Los Angeles officials are now blaming wealthy suburbs that ring downtown LA for “dumping” their homeless people within the city limits; claiming neighborhoods like Culver City are intentionally relocating the region’s exploding transient population.
“The 405 Freeway underpass along Venice Boulevard has become a flashpoint in the escalating homelessness crisis plaguing Southern California,” reports Fox News. “The road is a border between worlds. On the north side of the famed street is Los Angeles — and a sidewalk packed with sun-bleached tents, dirty sleeping bags, bikes in various states of disrepair and even a few surfboards belonging to residents of the underpass’ homeless population. On the south side is Culver City, a storied moviemaking hub and a peaceful suburban oasis.”
“Scenes like this are apparent across the Los Angeles region, where homeless camps and tent cities have cropped up all over the city of Los Angeles while just across the border in suburbs like Culver City, Manhattan Beach and Rancho Palos Verdes these encampments are nowhere to be seen. This disparity has infuriated Los Angeles city councilmembers and led to claims that L.A.’s neighbors are not just shirking their responsibility in tackling the region’s homeless crisis, but are actively pushing the homeless into L.A.’s city limits,” adds the article.
“They’re slacking, and some are not even doing that much,” Branimir Kvartuc, a spokesperson for L.A. City Councilman Joe Buscaino, told Fox News. “Some are taking the homeless out of their cities and moving them to the L.A. city side.”
Recent studies show the city’s homeless population increasing 16% in just one year.
“Despite an increase in spending on initiatives meant to get people off the streets, homelessness is up dramatically in Los Angeles and Los Angeles County, officials said Tuesday,” reports The Week.
“The annual count of the homeless found there are nearly 59,000 people living on the streets, in shelters, or in cars in Los Angeles County, up 12 percent from last year. More than 36,000 are in the city of Los Angeles, a 16 percent increase,” adds the website.

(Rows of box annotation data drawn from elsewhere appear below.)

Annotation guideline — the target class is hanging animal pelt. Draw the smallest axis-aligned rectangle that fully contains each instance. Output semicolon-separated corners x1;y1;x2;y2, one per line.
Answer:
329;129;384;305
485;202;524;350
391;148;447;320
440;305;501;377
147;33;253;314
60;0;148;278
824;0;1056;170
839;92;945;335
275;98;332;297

“At this point of unprecedented wealth in the county of Los Angeles, we are equally confronted with unprecedented poverty manifesting itself in the form of homelessness,” Los Angeles County Supervisor Mark Ridley-Thomas told the Los Angeles Times.
“Overall, the service portion of the effort on mental health, substance use, the issue of housing, rent subsidies, those are important and we should stay the course,” he said. “Where we have to work much harder is in the area of affordable housing.”